With the possible exception of the “two stopsets vs. three” issue, the new mechanics of PPM programming don’t override a station’s other overarching issues – whether you believe those issues to be driven by measurement, programming, or spotload. If PPM has given a boost to any kind of station, it’s the one fortunate enough to be alone or dominant in a format franchise – preferably one that does well in both cume and TSL. KBXX has only one weak-signaled direct competitor. Philly has a three-way Hip-Hop war of attrition. And those stations are far more “PPM compliant” than still-foreground gospel WPPZ, which has the combination of long TSL and just enough cume (with no direct competitor) for a relative niche format.
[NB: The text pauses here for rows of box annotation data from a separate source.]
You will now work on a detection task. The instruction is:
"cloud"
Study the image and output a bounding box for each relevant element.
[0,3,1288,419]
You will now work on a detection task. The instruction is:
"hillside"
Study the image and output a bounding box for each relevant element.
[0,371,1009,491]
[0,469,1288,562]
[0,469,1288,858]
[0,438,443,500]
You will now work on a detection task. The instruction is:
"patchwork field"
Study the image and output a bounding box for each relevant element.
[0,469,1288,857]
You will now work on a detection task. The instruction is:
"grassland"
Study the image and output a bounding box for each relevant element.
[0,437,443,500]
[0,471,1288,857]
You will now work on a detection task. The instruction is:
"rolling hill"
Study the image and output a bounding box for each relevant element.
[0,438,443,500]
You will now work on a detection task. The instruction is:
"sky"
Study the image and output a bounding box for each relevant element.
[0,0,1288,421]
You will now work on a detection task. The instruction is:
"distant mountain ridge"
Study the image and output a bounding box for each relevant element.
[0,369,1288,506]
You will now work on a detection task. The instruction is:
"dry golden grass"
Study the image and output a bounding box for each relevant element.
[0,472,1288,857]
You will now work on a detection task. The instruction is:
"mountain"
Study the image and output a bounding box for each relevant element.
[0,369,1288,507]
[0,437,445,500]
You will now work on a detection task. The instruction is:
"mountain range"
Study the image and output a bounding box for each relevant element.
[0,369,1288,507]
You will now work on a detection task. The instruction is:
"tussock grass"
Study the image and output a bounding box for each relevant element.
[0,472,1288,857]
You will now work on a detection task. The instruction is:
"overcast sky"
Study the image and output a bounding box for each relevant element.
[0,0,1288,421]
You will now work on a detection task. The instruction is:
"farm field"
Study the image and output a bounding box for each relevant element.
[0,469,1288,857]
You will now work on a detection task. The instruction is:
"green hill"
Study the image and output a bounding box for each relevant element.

So how then did stations get so distracted? For one thing, a lot of the global issues are harder to solve. How can one of three stations in a format make their competitors go away? The resources for the sort of full-court press that might force a rival out of a format aren’t available these days. The ability to cut the spotload (if the economy isn’t already doing it for you) isn’t always there. The ability to be sure you are in the right position and playing the right songs is increasingly diminished. Focusing on minutiae instead is like getting off a crowded freeway to take surface streets – it’s probably no faster, but you at least feel like you’re doing something. That doesn’t mean all the details of a radio station shouldn’t be as right (and tight) as possible. But it does mean that programmers shouldn’t lose perspective.